DKIM (DomainKeys Identified Mail)

DKIM adds a digital signature to every outgoing email. Think of it like a wax seal on a letter — it proves the letter is genuinely from you and has not been opened or altered. The signature is created using a private key stored on your server. Receiving servers look up your public key (published as a TXT record in your DNS) to verify the signature.

Havenoro CP generates DKIM keys automatically when you enable the DKIM option for a mail domain. The public key is published as a TXT record like:

default._domainkey.example.com.  TXT  "v=DKIM1; k=rsa; p=MIGfMA0GCSqGSIb3DQEBAQUAA4GNADCBiQKBgQC..."

If you manage DNS externally, click the DNS icon next to the mail domain in Havenoro CP to view the exact DKIM record to add at your provider.

DMARC (Domain-based Message Authentication, Reporting & Conformance)

DMARC tells receiving servers what to do if an email fails both SPF and DKIM checks. It also sends you reports about who is sending email claiming to be from your domain, which helps you detect spoofing attempts.

_dmarc.example.com.  TXT  "v=DMARC1; p=quarantine; rua=mailto:dmarc@example.com"
Policy (p=) What it does
p=none Monitor only — no action taken. Start here to see how your email is being handled without affecting delivery.
p=quarantine Failing emails are sent to the spam/junk folder. A good intermediate step.
p=reject Failing emails are rejected entirely. The most secure option — only enable this once you are confident SPF and DKIM are working correctly for all your legitimate email.
Authentication is essential Major email providers like Gmail and Outlook now require SPF or DKIM for all incoming email.

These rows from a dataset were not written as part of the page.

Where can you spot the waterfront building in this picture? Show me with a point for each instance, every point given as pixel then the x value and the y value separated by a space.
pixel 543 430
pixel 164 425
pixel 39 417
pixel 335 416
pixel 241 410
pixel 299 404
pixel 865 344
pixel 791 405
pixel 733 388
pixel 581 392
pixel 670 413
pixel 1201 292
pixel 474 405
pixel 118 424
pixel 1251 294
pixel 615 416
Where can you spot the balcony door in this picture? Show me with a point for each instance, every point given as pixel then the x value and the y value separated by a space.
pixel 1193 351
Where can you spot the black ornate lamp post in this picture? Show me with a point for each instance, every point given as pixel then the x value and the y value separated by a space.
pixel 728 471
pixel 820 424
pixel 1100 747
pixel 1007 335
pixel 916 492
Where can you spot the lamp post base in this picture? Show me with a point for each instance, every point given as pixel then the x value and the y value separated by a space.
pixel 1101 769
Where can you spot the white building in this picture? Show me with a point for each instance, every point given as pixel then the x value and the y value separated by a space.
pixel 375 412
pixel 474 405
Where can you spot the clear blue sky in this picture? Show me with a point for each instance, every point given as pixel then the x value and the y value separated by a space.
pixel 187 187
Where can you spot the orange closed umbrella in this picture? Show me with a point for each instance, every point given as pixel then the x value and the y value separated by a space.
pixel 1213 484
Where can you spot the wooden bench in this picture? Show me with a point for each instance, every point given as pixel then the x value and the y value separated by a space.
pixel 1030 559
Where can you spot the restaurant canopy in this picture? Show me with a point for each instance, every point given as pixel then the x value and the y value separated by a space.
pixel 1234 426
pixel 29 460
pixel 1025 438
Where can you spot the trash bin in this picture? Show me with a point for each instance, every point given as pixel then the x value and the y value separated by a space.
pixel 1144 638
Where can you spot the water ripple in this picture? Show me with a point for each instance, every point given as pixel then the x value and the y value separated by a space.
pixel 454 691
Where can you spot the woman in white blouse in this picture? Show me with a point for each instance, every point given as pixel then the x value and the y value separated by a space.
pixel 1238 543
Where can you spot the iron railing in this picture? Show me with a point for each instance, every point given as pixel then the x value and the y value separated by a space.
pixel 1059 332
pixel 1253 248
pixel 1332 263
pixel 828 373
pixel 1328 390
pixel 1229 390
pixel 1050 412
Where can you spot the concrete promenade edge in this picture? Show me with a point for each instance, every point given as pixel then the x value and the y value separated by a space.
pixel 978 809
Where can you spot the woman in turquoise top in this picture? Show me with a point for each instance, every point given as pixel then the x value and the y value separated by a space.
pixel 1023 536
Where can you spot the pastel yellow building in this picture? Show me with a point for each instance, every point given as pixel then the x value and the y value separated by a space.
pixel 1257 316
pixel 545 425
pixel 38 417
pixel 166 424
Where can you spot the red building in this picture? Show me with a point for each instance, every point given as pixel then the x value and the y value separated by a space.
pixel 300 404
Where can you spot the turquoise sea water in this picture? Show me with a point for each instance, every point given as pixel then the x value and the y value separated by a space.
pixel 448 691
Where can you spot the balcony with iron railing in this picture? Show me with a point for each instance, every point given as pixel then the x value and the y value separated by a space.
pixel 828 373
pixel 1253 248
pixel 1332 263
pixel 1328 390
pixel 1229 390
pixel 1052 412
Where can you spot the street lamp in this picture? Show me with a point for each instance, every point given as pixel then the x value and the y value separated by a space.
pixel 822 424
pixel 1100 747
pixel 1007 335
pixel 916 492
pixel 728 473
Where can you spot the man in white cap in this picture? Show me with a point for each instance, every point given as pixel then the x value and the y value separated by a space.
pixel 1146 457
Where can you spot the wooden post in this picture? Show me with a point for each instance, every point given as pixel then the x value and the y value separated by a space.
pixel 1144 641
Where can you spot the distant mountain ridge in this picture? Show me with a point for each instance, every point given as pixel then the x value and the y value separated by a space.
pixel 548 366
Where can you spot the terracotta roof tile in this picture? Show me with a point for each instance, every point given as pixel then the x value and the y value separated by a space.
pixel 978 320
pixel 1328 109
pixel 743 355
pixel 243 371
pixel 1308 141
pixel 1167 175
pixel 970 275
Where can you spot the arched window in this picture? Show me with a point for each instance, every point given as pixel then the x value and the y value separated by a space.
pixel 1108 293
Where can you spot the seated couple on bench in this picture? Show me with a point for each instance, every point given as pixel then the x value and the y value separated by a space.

Without these records, your emails are very likely to be rejected or marked as spam, even if they are perfectly legitimate.

Checking and Managing the Spam Folder

Even with the best filtering, legitimate emails sometimes end up in the spam folder. This is called a false positive. It is important to check your spam folder regularly:

  • In webmail (Roundcube): Look for a "Spam" or "Junk" folder in the folder list on the left side of the screen.
  • In email clients: Messages may appear in the Junk folder depending on the client's settings.

If you find a legitimate email in the spam folder, mark it as "Not Spam" or "Not Junk" and move it to your inbox. In Roundcube, you can right-click the message and select "Mark as Not Spam." This helps train the spam filter to recognize similar messages as legitimate in the future.

Check your spam folder regularly Make it a habit to scan your spam folder every few days. Automated messages — order confirmations, password resets, newsletters — are sometimes incorrectly flagged. You do not want to miss an important customer inquiry because it was caught in the filter.

Next Steps

  • Configure an SMTP relay: If you send bulk or transactional email, learn how to use a relay service for better deliverability in the SMTP Relays tutorial.
  • Set up DMARC reporting: Enable DMARC with rua=mailto: to receive reports about who is sending email using your domain. This helps you detect spoofing and identify configuration issues.
  • Test your email configuration: Use a tool like Mail-Tester.com to check your spam score and identify issues before sending important campaigns.